I haven't had panic attacks, but it seems to me that maybe your heart palpitations are what are sending you into a panic. If you can convince yourself that your heart is just fine, maybe you won't be so worried. My husband has assured me MANY TIMES that skipped or occasional irregular heartbeats are not what causes a heart attack. But I do know how scary they feel.
Last, I just wanted to tell you that my husband has horrible hours, and is gone overnight on-call in the hospital once or twice/week. I have learned over the years to sleep alone with the kids in the house, but I never sleep well. I always feel a bit insecure when he's not home, so I do know how you feel emotionally with that. About two times/year he travels far away to week-long medical conferences. He just went a month ago to Chicago. Whenever he travels, I feel REALLY insecure. I have gotten so down on myself about it. I've told myself that I am a strong and capable woman, and why is it that my husband must be with me to make me feel secure and complete? I mean---sure, I miss him and love him, but it's more than that.
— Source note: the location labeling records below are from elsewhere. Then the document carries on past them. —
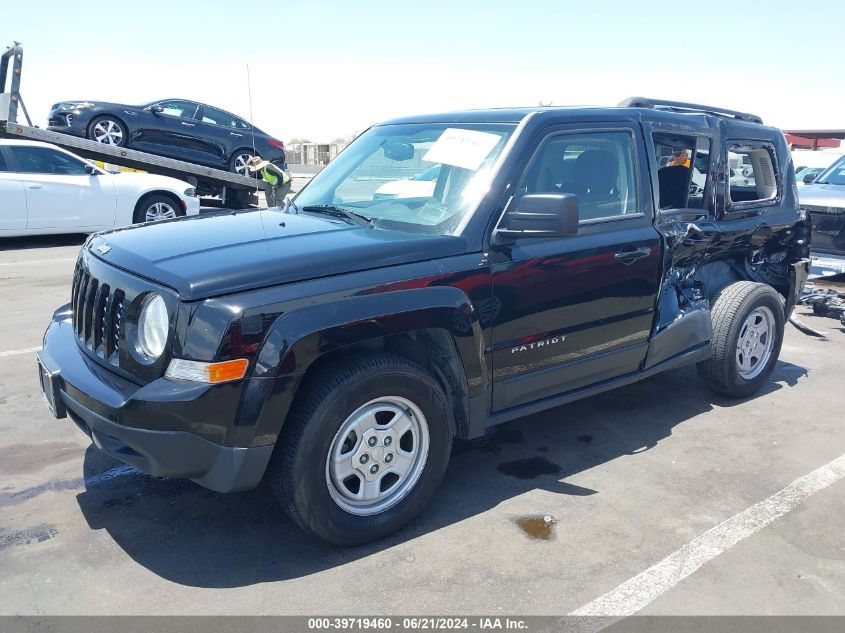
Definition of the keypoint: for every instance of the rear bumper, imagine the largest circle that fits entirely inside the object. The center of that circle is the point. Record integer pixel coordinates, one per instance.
(100, 403)
(827, 264)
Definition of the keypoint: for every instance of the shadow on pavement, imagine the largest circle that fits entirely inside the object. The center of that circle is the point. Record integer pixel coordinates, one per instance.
(196, 537)
(40, 241)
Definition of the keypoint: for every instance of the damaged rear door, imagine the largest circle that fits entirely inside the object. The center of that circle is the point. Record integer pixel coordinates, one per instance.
(685, 167)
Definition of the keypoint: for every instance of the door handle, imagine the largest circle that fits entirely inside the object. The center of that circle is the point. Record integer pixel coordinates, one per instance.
(696, 236)
(628, 257)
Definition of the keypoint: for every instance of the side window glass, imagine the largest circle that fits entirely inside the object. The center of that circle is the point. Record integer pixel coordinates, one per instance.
(751, 174)
(43, 160)
(674, 155)
(700, 175)
(597, 167)
(179, 109)
(218, 117)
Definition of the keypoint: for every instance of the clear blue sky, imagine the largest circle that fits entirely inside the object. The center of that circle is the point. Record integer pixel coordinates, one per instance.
(330, 68)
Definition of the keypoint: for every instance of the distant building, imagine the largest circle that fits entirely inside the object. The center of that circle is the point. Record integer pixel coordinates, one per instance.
(814, 139)
(312, 153)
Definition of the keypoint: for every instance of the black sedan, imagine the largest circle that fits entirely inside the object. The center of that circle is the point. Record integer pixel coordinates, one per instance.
(176, 128)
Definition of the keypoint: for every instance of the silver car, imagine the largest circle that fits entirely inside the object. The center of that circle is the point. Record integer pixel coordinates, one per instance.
(824, 198)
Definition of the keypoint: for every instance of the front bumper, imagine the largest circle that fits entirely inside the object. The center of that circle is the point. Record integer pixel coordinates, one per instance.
(101, 403)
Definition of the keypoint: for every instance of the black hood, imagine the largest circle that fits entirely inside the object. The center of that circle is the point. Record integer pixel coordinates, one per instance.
(221, 253)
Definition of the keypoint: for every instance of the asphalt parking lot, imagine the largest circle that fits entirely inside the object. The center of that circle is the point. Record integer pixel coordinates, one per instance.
(643, 485)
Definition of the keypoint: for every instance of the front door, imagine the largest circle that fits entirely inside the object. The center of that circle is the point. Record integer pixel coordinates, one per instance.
(60, 193)
(13, 207)
(174, 132)
(577, 311)
(226, 134)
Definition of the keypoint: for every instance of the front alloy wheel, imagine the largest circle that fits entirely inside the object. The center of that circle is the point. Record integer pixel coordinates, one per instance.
(377, 455)
(363, 449)
(159, 211)
(240, 164)
(108, 132)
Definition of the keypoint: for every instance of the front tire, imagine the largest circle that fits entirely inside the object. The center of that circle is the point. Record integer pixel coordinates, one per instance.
(154, 207)
(239, 161)
(363, 450)
(109, 131)
(748, 323)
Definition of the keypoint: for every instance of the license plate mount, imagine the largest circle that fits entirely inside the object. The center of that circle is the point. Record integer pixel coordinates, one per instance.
(48, 376)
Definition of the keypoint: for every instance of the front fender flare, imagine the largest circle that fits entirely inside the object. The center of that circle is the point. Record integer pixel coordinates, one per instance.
(296, 339)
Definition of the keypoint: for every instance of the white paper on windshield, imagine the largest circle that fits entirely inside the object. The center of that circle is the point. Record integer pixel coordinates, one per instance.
(462, 148)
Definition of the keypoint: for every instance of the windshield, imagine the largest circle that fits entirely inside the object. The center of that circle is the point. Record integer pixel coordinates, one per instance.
(834, 175)
(421, 177)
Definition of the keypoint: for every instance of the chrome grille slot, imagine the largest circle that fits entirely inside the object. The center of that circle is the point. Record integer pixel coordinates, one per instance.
(88, 313)
(101, 301)
(114, 326)
(80, 303)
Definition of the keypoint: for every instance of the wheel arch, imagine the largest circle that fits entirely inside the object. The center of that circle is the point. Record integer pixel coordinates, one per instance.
(440, 332)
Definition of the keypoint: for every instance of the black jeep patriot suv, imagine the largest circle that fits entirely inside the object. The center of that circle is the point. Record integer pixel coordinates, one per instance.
(444, 274)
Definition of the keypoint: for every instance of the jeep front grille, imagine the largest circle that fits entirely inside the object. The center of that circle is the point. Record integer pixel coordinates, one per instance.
(97, 315)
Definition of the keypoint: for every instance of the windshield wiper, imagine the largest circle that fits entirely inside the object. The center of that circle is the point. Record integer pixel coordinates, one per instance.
(340, 212)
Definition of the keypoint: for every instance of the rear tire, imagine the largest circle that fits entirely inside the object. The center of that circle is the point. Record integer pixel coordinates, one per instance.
(108, 130)
(748, 322)
(338, 444)
(154, 207)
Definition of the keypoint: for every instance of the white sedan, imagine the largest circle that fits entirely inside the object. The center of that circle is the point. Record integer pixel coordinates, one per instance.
(45, 189)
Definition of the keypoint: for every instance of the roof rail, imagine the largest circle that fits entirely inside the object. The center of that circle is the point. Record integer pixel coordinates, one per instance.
(680, 106)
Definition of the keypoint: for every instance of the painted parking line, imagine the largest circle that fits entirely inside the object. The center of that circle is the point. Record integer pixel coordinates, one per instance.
(36, 262)
(18, 352)
(635, 594)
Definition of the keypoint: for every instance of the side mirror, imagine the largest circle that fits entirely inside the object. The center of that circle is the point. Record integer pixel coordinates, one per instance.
(539, 215)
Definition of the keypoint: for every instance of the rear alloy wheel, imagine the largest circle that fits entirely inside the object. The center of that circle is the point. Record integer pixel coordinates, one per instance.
(239, 163)
(156, 207)
(748, 321)
(377, 456)
(108, 131)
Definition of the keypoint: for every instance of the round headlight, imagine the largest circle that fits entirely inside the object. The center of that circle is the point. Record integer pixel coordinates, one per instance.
(153, 324)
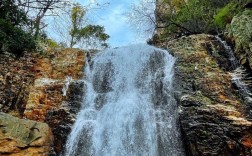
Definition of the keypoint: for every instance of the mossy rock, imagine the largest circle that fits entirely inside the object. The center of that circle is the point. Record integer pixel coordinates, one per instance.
(240, 30)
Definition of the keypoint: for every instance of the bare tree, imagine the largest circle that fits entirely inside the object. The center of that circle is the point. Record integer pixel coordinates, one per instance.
(38, 9)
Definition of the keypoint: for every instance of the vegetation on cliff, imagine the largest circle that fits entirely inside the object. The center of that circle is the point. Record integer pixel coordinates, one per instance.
(22, 25)
(177, 17)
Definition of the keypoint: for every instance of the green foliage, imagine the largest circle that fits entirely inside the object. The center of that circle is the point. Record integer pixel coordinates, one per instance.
(225, 15)
(93, 33)
(12, 22)
(195, 16)
(89, 35)
(51, 43)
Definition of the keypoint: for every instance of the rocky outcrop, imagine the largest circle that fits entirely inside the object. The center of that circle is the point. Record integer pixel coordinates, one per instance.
(212, 117)
(56, 94)
(16, 77)
(44, 88)
(20, 137)
(240, 31)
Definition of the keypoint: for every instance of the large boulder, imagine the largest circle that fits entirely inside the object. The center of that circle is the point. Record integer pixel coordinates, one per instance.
(16, 77)
(56, 94)
(240, 31)
(212, 116)
(24, 137)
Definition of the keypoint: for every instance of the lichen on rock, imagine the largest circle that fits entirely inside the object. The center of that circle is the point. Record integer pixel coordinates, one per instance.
(240, 31)
(212, 115)
(24, 137)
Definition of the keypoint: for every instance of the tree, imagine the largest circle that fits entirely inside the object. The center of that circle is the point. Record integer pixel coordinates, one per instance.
(38, 9)
(77, 18)
(142, 16)
(13, 37)
(90, 36)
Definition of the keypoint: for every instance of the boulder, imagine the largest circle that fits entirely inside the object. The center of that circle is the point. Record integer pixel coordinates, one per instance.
(240, 31)
(24, 137)
(212, 115)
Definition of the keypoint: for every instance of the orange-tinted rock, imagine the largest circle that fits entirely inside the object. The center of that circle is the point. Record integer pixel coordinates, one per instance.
(16, 76)
(19, 137)
(47, 102)
(212, 118)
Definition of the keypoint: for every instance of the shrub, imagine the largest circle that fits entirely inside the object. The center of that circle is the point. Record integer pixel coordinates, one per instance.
(225, 15)
(13, 37)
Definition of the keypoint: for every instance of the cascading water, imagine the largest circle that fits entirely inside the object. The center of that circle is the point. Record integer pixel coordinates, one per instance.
(128, 108)
(238, 74)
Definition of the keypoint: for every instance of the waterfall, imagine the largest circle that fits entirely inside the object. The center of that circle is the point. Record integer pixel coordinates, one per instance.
(128, 107)
(238, 74)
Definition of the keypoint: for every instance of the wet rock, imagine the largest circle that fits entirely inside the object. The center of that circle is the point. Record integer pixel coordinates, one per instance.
(16, 77)
(212, 115)
(62, 118)
(240, 31)
(56, 96)
(24, 137)
(102, 78)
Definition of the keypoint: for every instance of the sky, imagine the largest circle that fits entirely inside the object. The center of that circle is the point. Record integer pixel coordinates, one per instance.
(112, 15)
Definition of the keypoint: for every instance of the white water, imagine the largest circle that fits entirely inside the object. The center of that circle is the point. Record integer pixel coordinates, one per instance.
(128, 108)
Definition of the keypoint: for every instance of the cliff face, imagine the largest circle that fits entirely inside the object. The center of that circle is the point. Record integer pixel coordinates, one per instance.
(44, 89)
(212, 117)
(240, 33)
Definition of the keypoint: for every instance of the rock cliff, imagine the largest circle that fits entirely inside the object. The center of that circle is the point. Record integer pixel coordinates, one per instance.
(44, 89)
(212, 115)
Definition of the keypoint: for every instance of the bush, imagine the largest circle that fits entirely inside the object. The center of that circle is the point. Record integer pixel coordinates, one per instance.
(14, 39)
(225, 15)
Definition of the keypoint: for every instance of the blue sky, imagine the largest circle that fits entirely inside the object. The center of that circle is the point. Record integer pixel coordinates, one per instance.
(113, 18)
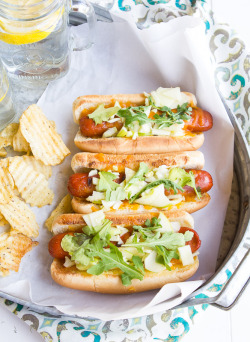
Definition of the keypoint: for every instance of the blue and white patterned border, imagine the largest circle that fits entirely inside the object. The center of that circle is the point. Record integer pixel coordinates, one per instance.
(232, 76)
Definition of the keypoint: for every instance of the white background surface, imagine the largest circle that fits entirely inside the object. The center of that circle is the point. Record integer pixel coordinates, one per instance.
(213, 325)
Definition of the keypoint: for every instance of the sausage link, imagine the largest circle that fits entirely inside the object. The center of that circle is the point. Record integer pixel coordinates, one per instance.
(89, 129)
(200, 121)
(81, 185)
(203, 182)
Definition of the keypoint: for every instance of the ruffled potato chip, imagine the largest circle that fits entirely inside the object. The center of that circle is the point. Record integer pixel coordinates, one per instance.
(20, 144)
(20, 217)
(15, 247)
(6, 185)
(45, 143)
(7, 134)
(3, 152)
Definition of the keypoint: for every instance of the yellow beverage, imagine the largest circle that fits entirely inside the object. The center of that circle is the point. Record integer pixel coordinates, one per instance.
(34, 38)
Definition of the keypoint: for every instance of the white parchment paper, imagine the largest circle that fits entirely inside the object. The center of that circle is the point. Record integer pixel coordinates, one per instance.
(127, 60)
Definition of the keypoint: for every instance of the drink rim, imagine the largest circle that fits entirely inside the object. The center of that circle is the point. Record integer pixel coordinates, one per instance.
(6, 9)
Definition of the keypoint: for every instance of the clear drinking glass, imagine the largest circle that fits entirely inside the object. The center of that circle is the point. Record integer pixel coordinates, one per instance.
(7, 112)
(34, 36)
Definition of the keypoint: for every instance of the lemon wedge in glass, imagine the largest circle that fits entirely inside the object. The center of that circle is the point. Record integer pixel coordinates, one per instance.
(20, 28)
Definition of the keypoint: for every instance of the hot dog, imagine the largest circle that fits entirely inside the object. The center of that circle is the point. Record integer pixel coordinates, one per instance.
(166, 120)
(139, 183)
(123, 254)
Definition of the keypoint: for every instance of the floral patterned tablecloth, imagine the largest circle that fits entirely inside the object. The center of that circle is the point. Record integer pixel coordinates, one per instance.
(232, 76)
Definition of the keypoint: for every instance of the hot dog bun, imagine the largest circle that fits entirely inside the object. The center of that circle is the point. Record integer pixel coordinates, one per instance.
(142, 144)
(74, 222)
(103, 162)
(110, 282)
(84, 161)
(192, 205)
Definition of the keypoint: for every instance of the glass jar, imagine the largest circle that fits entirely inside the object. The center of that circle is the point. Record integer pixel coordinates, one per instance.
(34, 36)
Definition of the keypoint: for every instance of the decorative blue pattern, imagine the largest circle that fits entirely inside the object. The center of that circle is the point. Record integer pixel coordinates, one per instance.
(232, 76)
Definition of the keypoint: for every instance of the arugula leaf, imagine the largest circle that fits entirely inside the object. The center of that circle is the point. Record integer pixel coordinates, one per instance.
(167, 117)
(71, 243)
(182, 178)
(111, 260)
(168, 184)
(139, 175)
(188, 235)
(126, 279)
(138, 263)
(164, 256)
(118, 195)
(169, 240)
(106, 183)
(132, 114)
(103, 114)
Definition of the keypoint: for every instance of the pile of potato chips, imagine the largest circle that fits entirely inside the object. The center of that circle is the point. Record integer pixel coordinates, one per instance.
(24, 179)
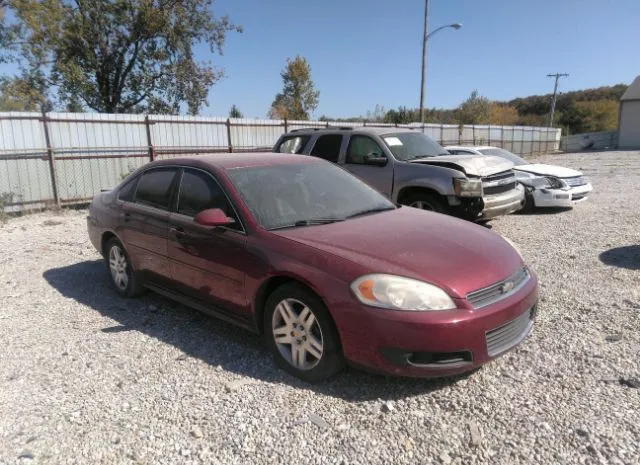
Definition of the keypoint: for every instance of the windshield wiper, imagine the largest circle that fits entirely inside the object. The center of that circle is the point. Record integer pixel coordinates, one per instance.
(371, 210)
(415, 157)
(309, 222)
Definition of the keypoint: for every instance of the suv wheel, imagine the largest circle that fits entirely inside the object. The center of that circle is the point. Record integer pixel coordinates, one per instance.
(301, 334)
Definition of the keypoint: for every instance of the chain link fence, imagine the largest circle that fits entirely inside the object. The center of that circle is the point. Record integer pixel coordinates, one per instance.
(58, 159)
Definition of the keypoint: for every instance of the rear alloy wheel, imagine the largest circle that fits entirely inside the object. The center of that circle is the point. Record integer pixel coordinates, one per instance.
(425, 201)
(302, 335)
(122, 274)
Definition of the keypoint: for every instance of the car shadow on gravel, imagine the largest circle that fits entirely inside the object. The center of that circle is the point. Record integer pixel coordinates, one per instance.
(217, 343)
(622, 257)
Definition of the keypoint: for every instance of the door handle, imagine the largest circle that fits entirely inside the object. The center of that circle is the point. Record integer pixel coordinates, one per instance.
(177, 230)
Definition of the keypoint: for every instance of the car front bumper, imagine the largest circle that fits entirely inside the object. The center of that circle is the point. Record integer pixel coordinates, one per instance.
(434, 344)
(503, 204)
(561, 197)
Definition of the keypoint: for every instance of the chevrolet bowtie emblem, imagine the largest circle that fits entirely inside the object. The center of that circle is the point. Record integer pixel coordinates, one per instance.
(507, 287)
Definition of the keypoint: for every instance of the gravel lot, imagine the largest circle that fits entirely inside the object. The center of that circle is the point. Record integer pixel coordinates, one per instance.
(87, 377)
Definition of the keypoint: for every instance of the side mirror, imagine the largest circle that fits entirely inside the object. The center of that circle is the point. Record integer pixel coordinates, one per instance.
(213, 217)
(375, 159)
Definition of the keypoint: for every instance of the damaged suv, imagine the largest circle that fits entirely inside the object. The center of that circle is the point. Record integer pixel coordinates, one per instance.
(412, 169)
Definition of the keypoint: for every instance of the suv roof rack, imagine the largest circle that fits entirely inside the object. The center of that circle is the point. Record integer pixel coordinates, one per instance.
(335, 128)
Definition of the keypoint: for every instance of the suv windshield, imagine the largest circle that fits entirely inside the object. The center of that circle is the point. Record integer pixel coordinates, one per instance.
(502, 153)
(303, 194)
(410, 145)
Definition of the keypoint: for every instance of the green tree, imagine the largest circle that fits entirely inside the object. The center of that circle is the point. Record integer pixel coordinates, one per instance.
(235, 112)
(501, 114)
(475, 110)
(19, 94)
(121, 56)
(299, 96)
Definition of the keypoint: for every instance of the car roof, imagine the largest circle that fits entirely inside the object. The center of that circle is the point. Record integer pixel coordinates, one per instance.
(238, 160)
(378, 130)
(471, 147)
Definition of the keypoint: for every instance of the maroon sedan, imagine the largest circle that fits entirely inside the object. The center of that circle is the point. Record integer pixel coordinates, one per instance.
(325, 267)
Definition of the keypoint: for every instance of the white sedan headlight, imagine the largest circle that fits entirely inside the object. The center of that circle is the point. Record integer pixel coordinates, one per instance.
(398, 293)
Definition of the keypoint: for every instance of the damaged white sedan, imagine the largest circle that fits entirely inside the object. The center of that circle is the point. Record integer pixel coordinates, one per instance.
(545, 185)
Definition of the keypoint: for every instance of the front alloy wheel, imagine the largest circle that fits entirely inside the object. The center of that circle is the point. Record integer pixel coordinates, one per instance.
(302, 334)
(297, 334)
(118, 267)
(122, 273)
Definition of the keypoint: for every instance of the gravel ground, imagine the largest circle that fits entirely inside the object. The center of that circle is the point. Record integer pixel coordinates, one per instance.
(87, 377)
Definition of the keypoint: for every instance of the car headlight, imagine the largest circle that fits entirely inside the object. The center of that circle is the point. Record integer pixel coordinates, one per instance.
(544, 182)
(398, 293)
(515, 247)
(467, 187)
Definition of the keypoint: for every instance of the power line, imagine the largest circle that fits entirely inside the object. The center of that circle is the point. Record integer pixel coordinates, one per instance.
(555, 94)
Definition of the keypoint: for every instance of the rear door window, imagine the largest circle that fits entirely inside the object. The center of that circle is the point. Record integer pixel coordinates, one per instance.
(155, 188)
(293, 144)
(327, 147)
(127, 192)
(360, 147)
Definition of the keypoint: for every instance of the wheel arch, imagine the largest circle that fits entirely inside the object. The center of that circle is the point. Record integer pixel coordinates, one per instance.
(408, 191)
(274, 282)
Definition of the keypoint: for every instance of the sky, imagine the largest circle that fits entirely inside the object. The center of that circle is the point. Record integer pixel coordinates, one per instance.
(365, 53)
(368, 52)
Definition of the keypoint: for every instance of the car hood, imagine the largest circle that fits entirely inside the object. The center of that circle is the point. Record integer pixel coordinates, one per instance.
(548, 170)
(473, 165)
(456, 255)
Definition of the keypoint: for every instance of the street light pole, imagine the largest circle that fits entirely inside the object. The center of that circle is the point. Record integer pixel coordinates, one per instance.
(425, 37)
(555, 94)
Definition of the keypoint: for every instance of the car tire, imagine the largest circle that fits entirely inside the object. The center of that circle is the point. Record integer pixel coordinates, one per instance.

There is a sense of insecurity inside me when he's gone, like I'm waiting for a disaster to happen, and he won't be here to help me. I rely so much on him to be my strength and support, and that is not always good I don't think. I don't know if you're doing that or not, but maybe both of us need to find our inner strength and know that we are strong, capable women and we don't need our husbands to find our strength.
I'm right there with you, sweetie! Hang in there, and feel free to post here for support and I'll try and help you through all this!! You will be just fine, I guarantee.
(Oh yeah, and I agree with the others. Go see your doctor and get some anti-anxiety meds if you need them!) :)
((((((Hugs)))))
That is exactly what my Dr said. He called them PVC's. It is so nice to talk with someone who understands. It's scary as heck isn't it? I absolutely refuse to let this dominate my life and prevent me from doing things. I am a very private and independent person. I do not like admitting that I am weak or need help. Because of that I have kept this to myself, my husband knows of the PVC's but I haven't told him how much anxiety it causes me. I also don't want him to worry or feel guilty when he travels, it is hard enough on him.
Thanks so much for responding, like I said I don't confide in anyone so it's nice to have a sympathetic ear.
Sure, anytime! We can be the PVC girls, LOL!! ;)
Feel free to email me through my profile if you ever need to talk. I do understand what you're going through.
Oh, and I'm guilty of making my hubby feel guilty, so good for you for not doing that! You're a better wife than I am!